The other beautiful thing about chartering our own vessel was the compete freedom we gained. We had our own giant floating toy, and the day’s itinerary was in our hands! We choose where we sailed, where we dived off the boat for a swim, which offshore island we spotted local seals on, and which pristine, deserted, beach we anchored at for lunch. Those wanting a spot of variety jumped off the boat and hiked along the ATNP hiking track back to Marahau, where we met them there for dinner.

We returned spent from a day of action on the high seas and very ready for a hearty group dinner. There’s an old adage that say you don’t know a person properly until you’ve broken bread with them, but we took that saying further as wemucked in to prepare our epic NZ bbq feast together tonight. It was super interesting to hear what brought people to Aoteroa (and sometimes what they are running away from in their homeland!), and the chopping board and bbq grill became improvised travel forums; with travel tips and advice being exchanged as we put the finishing touches on the night’s meal.

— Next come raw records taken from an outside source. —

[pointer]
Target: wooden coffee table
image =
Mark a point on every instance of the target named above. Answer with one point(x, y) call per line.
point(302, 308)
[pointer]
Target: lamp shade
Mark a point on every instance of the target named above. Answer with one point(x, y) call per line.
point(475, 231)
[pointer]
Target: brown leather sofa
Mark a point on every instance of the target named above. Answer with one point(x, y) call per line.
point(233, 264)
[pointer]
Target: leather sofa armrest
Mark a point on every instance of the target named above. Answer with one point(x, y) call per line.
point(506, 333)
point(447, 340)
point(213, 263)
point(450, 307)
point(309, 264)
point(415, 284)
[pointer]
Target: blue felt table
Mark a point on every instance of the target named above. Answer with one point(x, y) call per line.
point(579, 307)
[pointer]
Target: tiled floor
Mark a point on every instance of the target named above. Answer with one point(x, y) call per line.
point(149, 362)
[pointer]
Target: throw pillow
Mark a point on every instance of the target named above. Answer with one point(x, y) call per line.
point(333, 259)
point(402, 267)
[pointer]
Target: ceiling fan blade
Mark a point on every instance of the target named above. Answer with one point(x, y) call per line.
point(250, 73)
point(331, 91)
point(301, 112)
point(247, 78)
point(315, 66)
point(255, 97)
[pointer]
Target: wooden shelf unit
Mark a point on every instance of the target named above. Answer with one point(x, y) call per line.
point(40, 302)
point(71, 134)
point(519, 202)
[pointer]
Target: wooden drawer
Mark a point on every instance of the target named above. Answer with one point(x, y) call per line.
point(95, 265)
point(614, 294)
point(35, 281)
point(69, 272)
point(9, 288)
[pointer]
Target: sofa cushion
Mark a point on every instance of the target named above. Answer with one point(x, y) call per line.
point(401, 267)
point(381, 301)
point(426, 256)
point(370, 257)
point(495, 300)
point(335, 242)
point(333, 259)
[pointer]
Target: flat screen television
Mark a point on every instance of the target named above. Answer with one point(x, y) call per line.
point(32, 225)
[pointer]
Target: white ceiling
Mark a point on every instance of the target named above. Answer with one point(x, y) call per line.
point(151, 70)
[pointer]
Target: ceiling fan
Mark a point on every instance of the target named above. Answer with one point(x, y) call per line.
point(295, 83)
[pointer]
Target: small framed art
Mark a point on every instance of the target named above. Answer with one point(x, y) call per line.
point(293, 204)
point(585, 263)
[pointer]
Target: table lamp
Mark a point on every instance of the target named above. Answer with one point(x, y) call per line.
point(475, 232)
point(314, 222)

 Then, we dined like kings! The menu included NZ green lipped mussels in a thai green curry sauce (served on a bed of rice with fresh corriander) – for starters, garlic and chilli sirloin steak, sausages, fresh sweet corn, as well as fresh salad and coleslaw.

As we boarded the bus the next morning, those who had time in their that had fallen in love with the area – and trust me, it’s very easy to do – hopped off the bus a few extra days of kayaking or chillaxing. No doubt we’ll see them soon in Queenstown or later on the circuit!